Bogdan Borgovan: two poems
“The Eve of War”
─from Adam’s journal
When Eve asked, “Will you come over to my penthouse? I have a terrace with
great views of the Old Town,” could I say no to her? She didn’t know and
didn’t need to know about my acrophobia.
She cooked a very nice dinner, we had some wine, the evening air was sweet.
We listened to a few Leonard songs we both knew very well
and that was all it took.
After midnight, we went to sleep, and I had a strange dream.
Many of Eve’s relatives were in the room with us. Most of them men in dark uniforms.
They gathered around the bed, examining our naked bodies sleeping side by side.
They debated whether that was acceptable or not.
They didn’t seem to agree with one another, and that went on for a long time.
Next day, when I told Eve about the dream, she didn’t seem surprised.
She even named some of the men wearing the dark uniforms, and said
those men show up in her dreams too. “Sometimes,” she said,
“they teach me one of the songs they sing when they go marching in the streets.”
Then, Eve sang one of the songs she memorized.
I couldn’t think of anything to say right there and then.
Perhaps I thought it was just one more display of her black humor.
When I went overseas, we wrote each other every week, and
Eve slowly revealed a very old web of family entanglements.
With every new letter though, she also reaffirmed her loyalty to the dark uniforms.
When the new war began, there was no doubt whose side Eve was on.
I hoped she’d change her mind when pictures from the Eastern Front were
published in the West.

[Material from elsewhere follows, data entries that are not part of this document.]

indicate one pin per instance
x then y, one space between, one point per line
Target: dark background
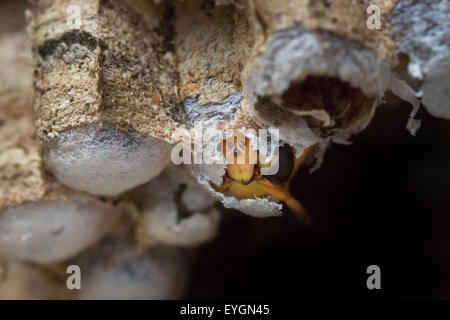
384 200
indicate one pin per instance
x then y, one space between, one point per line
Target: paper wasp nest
102 96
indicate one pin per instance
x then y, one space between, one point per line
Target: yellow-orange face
243 177
240 166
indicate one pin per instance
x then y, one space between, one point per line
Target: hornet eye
285 165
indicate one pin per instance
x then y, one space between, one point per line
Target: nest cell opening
326 103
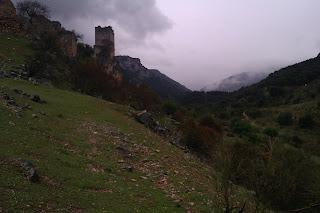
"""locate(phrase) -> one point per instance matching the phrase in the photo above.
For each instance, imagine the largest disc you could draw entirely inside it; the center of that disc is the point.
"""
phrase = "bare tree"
(31, 8)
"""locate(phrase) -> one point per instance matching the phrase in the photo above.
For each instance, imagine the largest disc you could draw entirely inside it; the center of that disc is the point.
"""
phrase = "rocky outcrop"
(9, 22)
(7, 9)
(136, 73)
(104, 48)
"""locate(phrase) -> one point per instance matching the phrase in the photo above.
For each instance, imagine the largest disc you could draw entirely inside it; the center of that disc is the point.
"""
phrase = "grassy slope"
(13, 51)
(74, 143)
(74, 148)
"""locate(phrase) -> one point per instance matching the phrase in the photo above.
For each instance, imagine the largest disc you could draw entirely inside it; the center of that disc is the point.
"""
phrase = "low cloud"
(136, 18)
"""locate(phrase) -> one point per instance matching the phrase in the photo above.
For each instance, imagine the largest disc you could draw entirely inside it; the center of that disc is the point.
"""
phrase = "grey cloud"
(138, 18)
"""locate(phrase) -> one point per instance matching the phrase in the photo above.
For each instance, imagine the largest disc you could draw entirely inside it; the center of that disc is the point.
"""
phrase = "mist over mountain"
(236, 82)
(134, 72)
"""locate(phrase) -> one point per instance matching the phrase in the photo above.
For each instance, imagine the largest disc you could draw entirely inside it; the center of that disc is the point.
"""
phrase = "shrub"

Instead, she said the pictures were not reality.
Not too long after that, the letters stopped.
I don’t think of Eve so often anymore. I didn’t save her photographs.
Except for one from high school, in which her ragged bangs cover her right eye,
while her left eye looks straight into the camera.
"For the First Woman to Take a Soldier’s Part”
Were our streets ever so dark?
—D. Nurkse
Fall equinox day
my phone says. Suddenly cold,
ash gray sky, 90% chance rain.
In Bennett Park
the bicentennial elm tree
sheds leaf clusters and bark,
the windswept flagstone path
traces the pentagon
of Fort Washington.
Marked on a granite bolder,
Manhattan’s highest point-
265 feet above sea level.
The black & blue war cannon
stands only 2 minutes
from my door step
but I know nothing
about war, the military,
being a soldier.
Afraid of losing her only child,
my mother dressed me as a girl.
She never let me have a haircut.
When the draft notices were sent,
none had my name on it.
My boyfriends disappeared one by one.
In 1775, at age 24,
Margaret Corbin went to war.
One year later, dressed as a man,
she joined her husband John in battle
at Fort Washington, and helped him load
the double tail-six pound field cannon.
When John was killed,
Margaret took over,
firing against the Brits.
Her aim was steady,
she was a sure shot.
But when the bullets hit,
she lost her left arm,
her jaw, and her left breast.
The battle was also lost.
Tonight, the park is quiet.
A woman wearing a nightgown
walks a large dog over the granite boulder.
The dog sniffs the Revolutionary cannon.
Under the lamppost, the woman
turns out to be a man,
my neighbor Sam in building B,
who lost his daughter Anna in Kabul -
a 25-year old Marine,
same age as Margaret Corbin
250 years ago. Killed by a bomb
aimed at 100 civilian Afghans on the run.
Sam never saw his daughter’s
burnt face, the severed legs,
the bloody torso.
When he received the urn
he placed it on the mantel.
He spoke to no one ever since.
At midnight, there is a clearing
in the sky. A giant Harvest Moon
glows high above the park.
It stops Sam and his dog
dead in their tracks─
the German Shephard’s instinct is to howl.
Bogdan Borgovan is an architect living in Northern Manhattan. Born in Bucharest, Romania, he came to New York in the early 80s to study architecture at The Cooper Union. He primarily writes poetry and short prose pieces.